Число пленных за проволокой с каждым днем увеличивалось. По утрам на весь день выдавали по куску хлеба, испеченного из поганой муки пополам с опилками. Немцы любили порядок и не давали собираться толпе, подводили пленных по семеркам. Иногда людям доставалась и кружка воды, которую привозили в бочке из реки. Семеро пленных набирали воду в бочку, а потом тащили на себе в лагерь. Люди мучились от жажды и окружали бочку жадной толпой, сдержать их немцы не могли, как ни били прикладами и ни пинали ногами. Попасть в команду, которая наполняла бочку, было сложно, охотников оказывалось слишком много. Саша стремился попасть, это дало бы возможность напиться вдоволь воды, а кроме того, выход за проволоку был для него шансом бежать из плена, хотя бы в воображении.
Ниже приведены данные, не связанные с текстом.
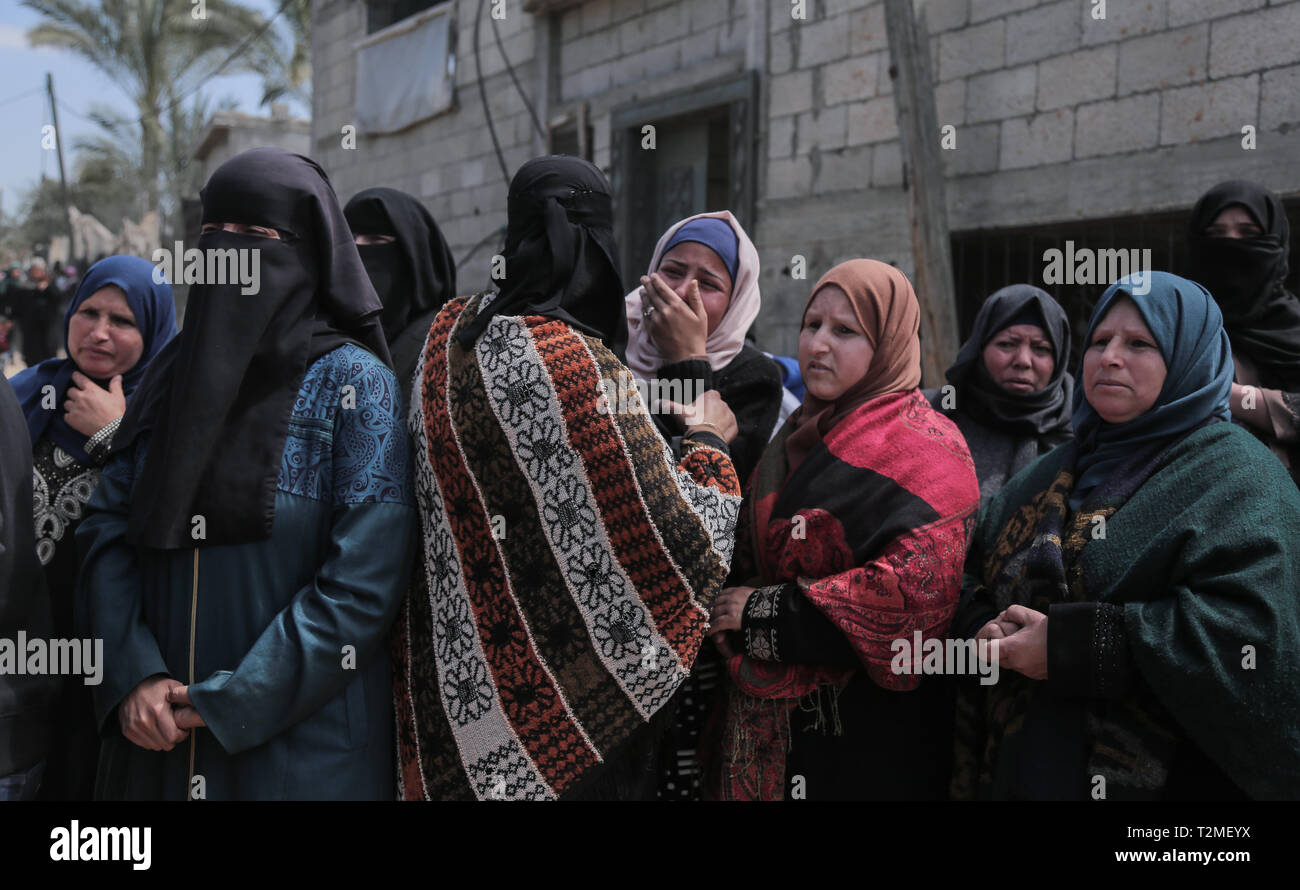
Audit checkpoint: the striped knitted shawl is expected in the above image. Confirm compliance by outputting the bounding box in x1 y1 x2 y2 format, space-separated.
394 295 740 799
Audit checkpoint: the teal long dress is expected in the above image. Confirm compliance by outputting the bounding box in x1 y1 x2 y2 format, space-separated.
77 344 415 800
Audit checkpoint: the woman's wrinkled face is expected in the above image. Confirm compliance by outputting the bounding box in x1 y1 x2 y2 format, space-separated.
68 285 144 381
1205 204 1264 238
1083 299 1169 424
984 325 1056 395
800 285 875 401
203 222 280 240
659 242 732 334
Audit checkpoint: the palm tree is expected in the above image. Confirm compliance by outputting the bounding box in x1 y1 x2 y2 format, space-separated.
22 0 274 220
255 0 312 108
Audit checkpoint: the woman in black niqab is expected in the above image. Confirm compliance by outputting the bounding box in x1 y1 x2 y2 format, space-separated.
458 155 628 361
1187 179 1300 485
343 188 456 388
113 148 391 550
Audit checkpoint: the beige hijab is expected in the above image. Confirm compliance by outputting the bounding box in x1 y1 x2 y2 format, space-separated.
624 210 759 379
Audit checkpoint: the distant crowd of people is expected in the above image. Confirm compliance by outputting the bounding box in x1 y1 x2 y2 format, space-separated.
0 256 85 369
0 148 1300 800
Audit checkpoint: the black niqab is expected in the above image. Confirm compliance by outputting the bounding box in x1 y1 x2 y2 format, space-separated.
1188 179 1300 391
343 188 456 386
458 155 628 361
948 285 1074 446
113 148 390 548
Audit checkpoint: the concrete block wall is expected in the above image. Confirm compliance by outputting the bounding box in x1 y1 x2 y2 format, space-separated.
312 0 545 294
313 0 1300 353
919 0 1300 229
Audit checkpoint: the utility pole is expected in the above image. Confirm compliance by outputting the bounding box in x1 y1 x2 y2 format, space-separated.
46 71 77 259
884 0 961 386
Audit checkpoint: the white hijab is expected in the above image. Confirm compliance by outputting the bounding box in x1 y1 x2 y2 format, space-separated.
624 210 759 381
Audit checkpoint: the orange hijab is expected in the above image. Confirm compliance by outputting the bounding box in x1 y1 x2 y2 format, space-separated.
785 260 920 473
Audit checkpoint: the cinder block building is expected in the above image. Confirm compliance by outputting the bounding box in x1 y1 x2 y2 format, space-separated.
311 0 1300 363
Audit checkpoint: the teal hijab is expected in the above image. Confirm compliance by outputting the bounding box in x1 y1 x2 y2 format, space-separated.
1070 272 1232 509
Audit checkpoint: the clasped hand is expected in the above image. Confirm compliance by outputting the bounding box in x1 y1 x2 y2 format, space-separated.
975 605 1048 680
117 676 207 751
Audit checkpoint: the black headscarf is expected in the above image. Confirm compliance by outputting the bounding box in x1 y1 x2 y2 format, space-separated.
343 188 456 386
1187 179 1300 391
458 155 628 361
948 285 1074 446
113 148 390 548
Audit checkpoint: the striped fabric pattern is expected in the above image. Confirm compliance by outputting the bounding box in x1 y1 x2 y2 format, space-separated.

Пленные шептались между собой, что можно уговорить солдата-охранника, чтобы отпустил, если объяснить, что твоя деревня находится рядом. Саша мог бы объяснить это по-немецки, но он не хотел открывать своего знания языка, боялся, что его тут же завербуют переводчиком и он должен будет работать на немцев. Это выглядело бы как предательство, а он знал, что предательство – это самый тяжелый грех.
Богданов объяснил Саше:
– Попытаться бежать, конечно, можно. Немцы настолько уверены в своих силах, что победа им кажется очень близкой. Одним пленным больше, одним меньше – для них это все равно. Но куда бежать?
Сашу этот вопрос поразил, он горячо зашептал:
– Как куда? Пытаться перейти обратно к своим.
Богданов пристально посмотрел ему в глаза:
– Слушай, я тебе жизнью обязан, поэтому скажу кое-что. Нам, командирам, перед войной был дан приказ – судить и расстреливать всех, кто сдался в плен, а потом вернулся. Так что не очень мечтай о переходе обратно к нашим – расстреляют или пошлют в штрафной батальон, на верную гибель. Понял?
Саша не верил своим ушам:
– Не может быть такого! Наши не будут расстреливать своих.
Командир грустно ответил:
– Очень даже может быть. Перейдешь линию фронта, явишься в какую-нибудь часть. Тебя станут допрашивать – не шпион ли? И если заподозрят, то могут поставить к стенке. Прикажут: «По изменнику Родины огонь!» Так ты и получишь пулю в лоб.
Впечатлительный Саша глядел на него широко раскрытыми от удивления глазами и долго ничего не мог сказать. Такая мысль ему самому в голову прийти не могла. Может, комиссар врет? Он много врал им на политзанятиях, но Саша понимал, что тогда комиссар говорил не свои слова, а то, что было приказано. Теперь ему некому приказывать и он говорит откровенно. Так неужели же сидеть за колючей проволокой, оставаясь на краю гибели и ожидая неизвестно чего? Он спросил:
– А в плену что с нами будет?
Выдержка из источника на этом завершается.